Mutual fund expense ratios were flat to slightly lower in 2008, but you're likely paying more than that now. (To see all the data on asset class trends click here.)
Looking at asset-weighted retail expense ratios from 2008, most asset classes saw a 1 basis-point drop or no change from 2007. Overall, the asset-weighted average annual expense ratio dipped from 0.88% to 0.87%, though U.S. equity funds rose a basis point. Bond-fund expenses dipped as did those of international-equity funds.
Unfortunately that trend has likely reversed, and many funds today are charging more. The reason is easy to see: Mutual fund assets (excluding money funds) totaled $5.9 trillion at the end of February 2009, down sharply from $8 billion at the beginning of 2008.
In fact, Vanguard announced that expense ratios are rising at a bunch of its funds. The same is true elsewhere, but other fund companies are not calling attention to it.

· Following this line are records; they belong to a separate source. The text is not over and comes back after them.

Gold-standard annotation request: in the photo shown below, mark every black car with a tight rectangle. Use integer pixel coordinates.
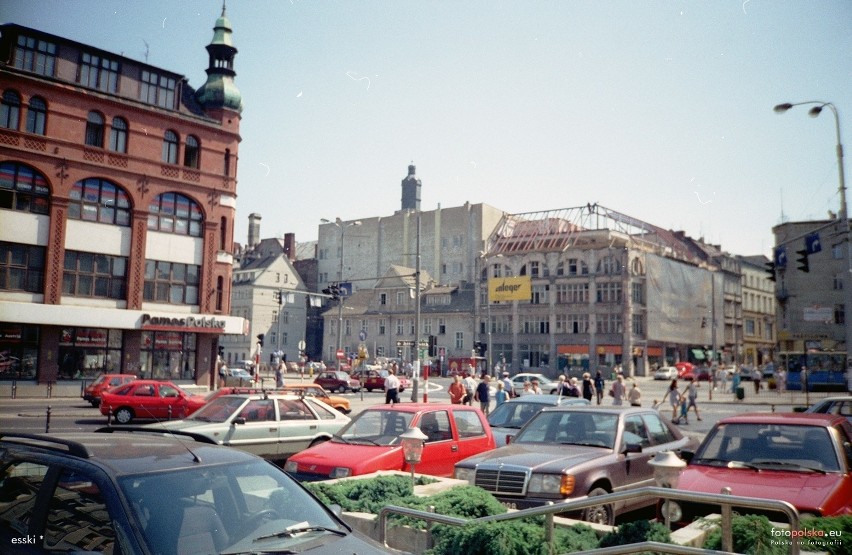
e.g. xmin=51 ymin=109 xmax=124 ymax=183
xmin=0 ymin=430 xmax=394 ymax=554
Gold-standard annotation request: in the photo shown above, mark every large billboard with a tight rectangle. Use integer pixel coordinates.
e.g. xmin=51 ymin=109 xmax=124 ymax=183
xmin=488 ymin=276 xmax=532 ymax=302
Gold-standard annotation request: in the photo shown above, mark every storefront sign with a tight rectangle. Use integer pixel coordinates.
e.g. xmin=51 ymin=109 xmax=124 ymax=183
xmin=488 ymin=276 xmax=532 ymax=302
xmin=141 ymin=314 xmax=226 ymax=332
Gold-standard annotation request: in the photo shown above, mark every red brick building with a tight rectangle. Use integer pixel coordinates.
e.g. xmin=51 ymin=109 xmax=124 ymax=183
xmin=0 ymin=9 xmax=246 ymax=387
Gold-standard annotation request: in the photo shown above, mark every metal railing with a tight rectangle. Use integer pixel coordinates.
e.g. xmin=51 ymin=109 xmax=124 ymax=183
xmin=378 ymin=485 xmax=800 ymax=555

It's not that fund companies or their boards are moving to raise fees. It's that mutual fund management fees have set breakpoints that trigger cuts or hikes as assets in the fund rise or fall. For example, a management fee at a fund might be 70 basis points for the first $1 billion, 65 basis points for $1 billion to $5 billion, and 60 basis points for all sums above that. Thus, shifts in assets automatically trigger cuts or hikes in fees.
The 2008 annual expense ratios understate the hike because they reflect what fundholders paid over the course of last year. Because assets today are down 30% to 60% from January 2008 at the typical equity fund, the 2008 expense ratio figures don't include the full effect of a fund's current fee structure.
To get a sense of where the figures are headed, I looked at prospectus net expense ratios. The prospectus net expense ratio reflects the fund's current fee level as of the time the prospectus is printed and can be a more timely measure of what to expect. However, you can't make this comparison with funds of funds because the annual report doesn't include underlying fund expense ratios but the prospectus expense ratio does.
The prospectus net expense ratios signal a reversal in the trend toward lower fees. Domestic equity funds' weighted average could rise by 2 basis points. International could pop up by 4 basis points. Taxable bonds should be the same, but munis could pop 4 basis points.